I found your tool very useful, thx 
But i have a question about subj: there are options in "Temperature monitoring" labeled as "Motherboard Monitor", for example 'Send GPU teperature to sensor #". I wonder, how can I use this? I didn't found anything in wiki doc about it. What sensor Nr can I specify? Can i add this temperature monitoring for example to my ASUS PC Probe?


----------



## randomperson21 (Aug 4, 2006)

Welcome to TPU!

This feature allows you to send the gpu temp to MBM5. That way, you can intergrate all your temps into 1 application.


----------



## pt (Aug 4, 2006)

Welcome to TPU!
I didn't know of this feature someday i must flash my card to a XL or a XT


----------



## HellKeeper (Aug 4, 2006)

randomperson21 said:
			
		

> This feature allows you to send the gpu temp to MBM5. That way, you can intergrate all your temps into 1 application.

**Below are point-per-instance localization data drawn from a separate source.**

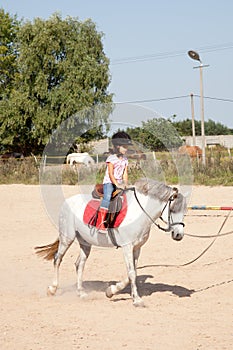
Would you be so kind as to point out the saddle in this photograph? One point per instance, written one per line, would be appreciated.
(117, 208)
(98, 192)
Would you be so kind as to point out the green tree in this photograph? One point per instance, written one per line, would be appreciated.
(156, 134)
(62, 71)
(9, 26)
(184, 128)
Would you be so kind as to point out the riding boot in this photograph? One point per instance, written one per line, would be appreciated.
(101, 219)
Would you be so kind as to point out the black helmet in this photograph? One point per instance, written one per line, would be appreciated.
(121, 138)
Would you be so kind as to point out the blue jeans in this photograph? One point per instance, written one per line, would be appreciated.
(108, 189)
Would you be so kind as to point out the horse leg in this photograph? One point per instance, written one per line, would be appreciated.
(64, 244)
(131, 258)
(85, 250)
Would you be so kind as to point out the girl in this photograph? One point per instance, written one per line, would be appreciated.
(116, 173)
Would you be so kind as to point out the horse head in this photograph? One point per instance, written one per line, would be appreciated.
(173, 214)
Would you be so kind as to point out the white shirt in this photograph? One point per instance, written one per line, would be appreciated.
(119, 165)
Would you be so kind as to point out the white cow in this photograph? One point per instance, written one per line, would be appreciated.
(81, 158)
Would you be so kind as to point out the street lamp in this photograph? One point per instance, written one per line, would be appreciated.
(195, 56)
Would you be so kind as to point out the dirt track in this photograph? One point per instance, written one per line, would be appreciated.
(186, 307)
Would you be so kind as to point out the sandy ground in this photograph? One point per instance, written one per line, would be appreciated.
(189, 307)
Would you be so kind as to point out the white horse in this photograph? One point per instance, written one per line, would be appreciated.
(149, 201)
(81, 158)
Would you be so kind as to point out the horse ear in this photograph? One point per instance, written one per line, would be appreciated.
(175, 190)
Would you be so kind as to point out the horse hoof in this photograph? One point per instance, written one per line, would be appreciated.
(138, 303)
(109, 292)
(82, 294)
(51, 290)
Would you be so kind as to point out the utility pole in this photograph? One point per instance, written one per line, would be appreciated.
(195, 56)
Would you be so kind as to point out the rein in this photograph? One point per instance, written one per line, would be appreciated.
(171, 198)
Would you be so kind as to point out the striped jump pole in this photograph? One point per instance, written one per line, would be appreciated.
(208, 207)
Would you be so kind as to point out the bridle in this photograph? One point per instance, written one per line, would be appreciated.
(170, 222)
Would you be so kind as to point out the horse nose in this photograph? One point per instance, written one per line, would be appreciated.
(177, 236)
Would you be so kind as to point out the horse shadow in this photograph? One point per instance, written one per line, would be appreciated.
(145, 288)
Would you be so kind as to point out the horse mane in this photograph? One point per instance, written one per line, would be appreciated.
(154, 188)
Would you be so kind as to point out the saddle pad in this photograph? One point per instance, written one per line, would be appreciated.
(93, 205)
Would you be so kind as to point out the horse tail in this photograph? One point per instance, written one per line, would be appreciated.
(48, 251)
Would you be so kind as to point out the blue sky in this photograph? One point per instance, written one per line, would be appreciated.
(147, 43)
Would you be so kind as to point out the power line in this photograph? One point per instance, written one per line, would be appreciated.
(164, 55)
(216, 98)
(174, 98)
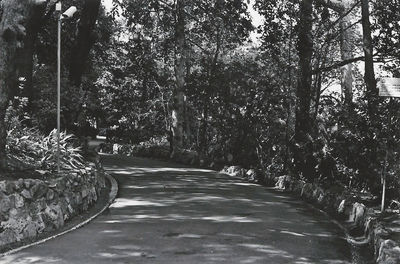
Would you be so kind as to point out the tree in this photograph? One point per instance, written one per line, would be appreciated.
(369, 76)
(13, 23)
(180, 64)
(303, 153)
(84, 40)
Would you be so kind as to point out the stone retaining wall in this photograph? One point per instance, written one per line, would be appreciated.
(358, 219)
(29, 207)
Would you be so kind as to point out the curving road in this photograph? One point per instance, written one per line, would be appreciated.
(167, 213)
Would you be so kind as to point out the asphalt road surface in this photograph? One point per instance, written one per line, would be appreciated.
(167, 213)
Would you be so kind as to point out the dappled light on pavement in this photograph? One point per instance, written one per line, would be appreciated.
(167, 213)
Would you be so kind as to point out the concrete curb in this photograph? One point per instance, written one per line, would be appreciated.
(112, 196)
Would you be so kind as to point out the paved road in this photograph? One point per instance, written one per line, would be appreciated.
(172, 214)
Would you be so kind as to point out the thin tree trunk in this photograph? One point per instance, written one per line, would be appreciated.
(346, 51)
(303, 140)
(178, 92)
(25, 60)
(15, 14)
(85, 40)
(369, 76)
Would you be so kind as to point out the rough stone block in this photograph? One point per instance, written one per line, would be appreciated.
(26, 194)
(19, 201)
(8, 236)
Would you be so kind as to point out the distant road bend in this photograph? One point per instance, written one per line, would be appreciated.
(166, 213)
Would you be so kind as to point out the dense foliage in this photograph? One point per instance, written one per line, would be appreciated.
(242, 101)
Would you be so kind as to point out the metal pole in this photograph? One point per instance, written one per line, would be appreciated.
(58, 91)
(384, 179)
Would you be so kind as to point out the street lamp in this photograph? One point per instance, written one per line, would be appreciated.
(67, 14)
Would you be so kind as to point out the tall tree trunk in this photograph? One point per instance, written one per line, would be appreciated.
(178, 92)
(303, 141)
(25, 58)
(346, 51)
(15, 14)
(370, 165)
(369, 75)
(85, 40)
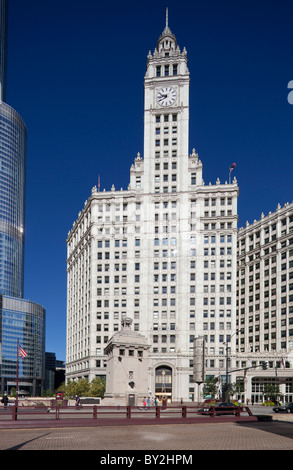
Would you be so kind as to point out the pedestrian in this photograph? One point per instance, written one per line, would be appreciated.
(5, 399)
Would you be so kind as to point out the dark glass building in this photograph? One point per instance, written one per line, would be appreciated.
(20, 320)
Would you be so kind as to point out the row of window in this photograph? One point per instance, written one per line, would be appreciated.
(166, 70)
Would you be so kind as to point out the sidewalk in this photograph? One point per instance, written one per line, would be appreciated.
(184, 438)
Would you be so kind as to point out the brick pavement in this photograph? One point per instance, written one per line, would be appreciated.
(275, 435)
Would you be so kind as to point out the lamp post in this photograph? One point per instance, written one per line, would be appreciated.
(227, 366)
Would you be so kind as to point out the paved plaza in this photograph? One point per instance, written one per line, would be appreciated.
(274, 435)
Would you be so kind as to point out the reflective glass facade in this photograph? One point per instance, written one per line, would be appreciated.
(3, 48)
(24, 321)
(19, 319)
(12, 201)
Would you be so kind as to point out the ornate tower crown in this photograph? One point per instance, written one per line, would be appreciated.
(167, 41)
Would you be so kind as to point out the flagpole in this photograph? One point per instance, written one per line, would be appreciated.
(17, 365)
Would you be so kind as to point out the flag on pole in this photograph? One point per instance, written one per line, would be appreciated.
(232, 167)
(21, 352)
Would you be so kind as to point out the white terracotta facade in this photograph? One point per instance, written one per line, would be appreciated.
(163, 252)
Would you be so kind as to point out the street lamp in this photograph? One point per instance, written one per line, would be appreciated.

I wonder if there are some standard sensor numbers i can send it to? So the original MB applicaition (ASUS PC Probe in my case) can support them? Or I must use a different application? (Anyways, what MBM5 is?  )


----------



## randomperson21 (Aug 4, 2006)

It sends the temperatrue data to a specific sensor number you specify to the application called motherboard monitor 5. You can find it here.

MBM5 allows you to keep tabs on information such as system temps, fan speeds, voltages, etc on supported motherboards. This feature allows you to send your video card temperatures into MBM5, so all your system monitoring stuff is in one place.


----------